Week 7 Tutorial Solutions

$μ_{p} ([01]) = (1 - p) p$
$μ_{p} ([01]) = (1 - p) p$ because $1_{[01]}$ is simple.
$Z_{1} = 1_{[11]}$ is simple so its integral is $μ_{p} ([11]) = p^{2}$ .
$T^{- 1} ([01]) = [001] \cup [101]$ is a disjoint union so $μ_{p} (T^{- 1} ([01])) = μ_{p} ([001]) \cup μ_{p} ([101])$ and $μ_{p} (T^{- 1} ([01])) = (1 - p)^{2} p + p (1 - p) p = (1 - p) p$ .
$Z_{2} = 1_{T^{- 1} [11]}$ is simple. Its integral is $μ_{p} (T^{- 1} [11])$ which is $μ_{p} ([011]) + μ_{p} ([111]) = p^{2}$ as $[011]$ and $[111]$ are disjoint.
Calculate $\begin{aligned} \int Y_{n} d μ_{p} & = \int Z_{n} (- \int Z_{n} d μ_{p}) d μ_{p} \\ = \int Z_{n} d μ_{p} - \int Z_{n} d μ_{p} = 0 \end{aligned}$ by linearity and the fact that $μ_{p} (X) = 1$ .
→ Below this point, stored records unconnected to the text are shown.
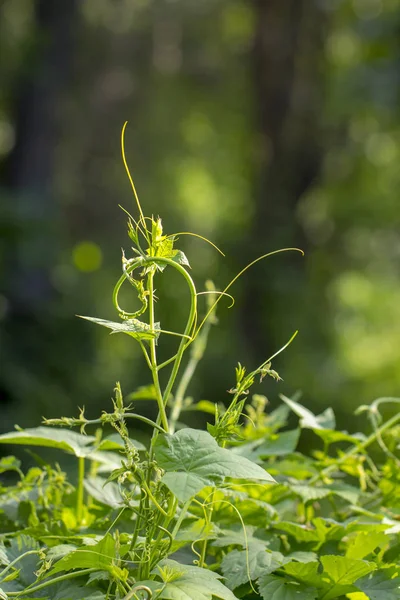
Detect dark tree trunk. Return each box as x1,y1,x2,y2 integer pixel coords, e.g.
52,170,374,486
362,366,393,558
242,0,326,359
0,0,78,410
4,0,77,312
From $\begin{aligned} Y_{n} Y_{n + 1} & = Z_{n} Z_{n + 1} - p^{2} Z_{n} - p^{2} Z_{n + 1} + p^{4} \\ = X_{n} X_{n + 1} X_{n + 2} - p^{2} X_{n} X_{n + 1} - p^{2} X_{n + 1} X_{n + 2} + p^{4} \end{aligned}$ we can calculate $\int Y_{n} Y_{n + 1} d μ_{p} = p^{3} - p^{4}$
From $\begin{aligned} Y_{n} Y_{n + 2} & = Z_{n} Z_{n + 2} - p^{2} Z_{n} - p^{2} Z_{n + 2} + p^{4} \\ = X_{n} X_{n + 1} X_{n + 2} X_{n + 3} - p^{2} X_{n} X_{n + 1} - p^{2} X_{n + 2} X_{n + 3} + p^{4} \end{aligned}$ we can calculate $\int Y_{n} Y_{n + 2} d μ_{p} = 0$
The integral $\begin{aligned} Y_{a} Y_{b} Y_{c} Y_{d} \\ = & (X_{a} X_{a + 1} - p^{2}) (X_{b} X_{b + 1} - p^{2}) (X_{c} X_{c + 1} - p^{2}) (X_{d} X_{d + 1} - p^{2}) \end{aligned}$ will be zero if $a \notin {b - 1, b, b + 1, c - 1, c, c + 1, d - 1, d, d + 1}$ or the same holds for any permutation of the indices.
There is a constant $E > 0$ such that at most $E N^{2}$ of all possible choices $1 \leq a, b, c, d \leq N$ result in a non-zero integral in the previous question. It is in any case bounded by 1 so our proof from the notes of the strong law of large numbers works in this setting as well.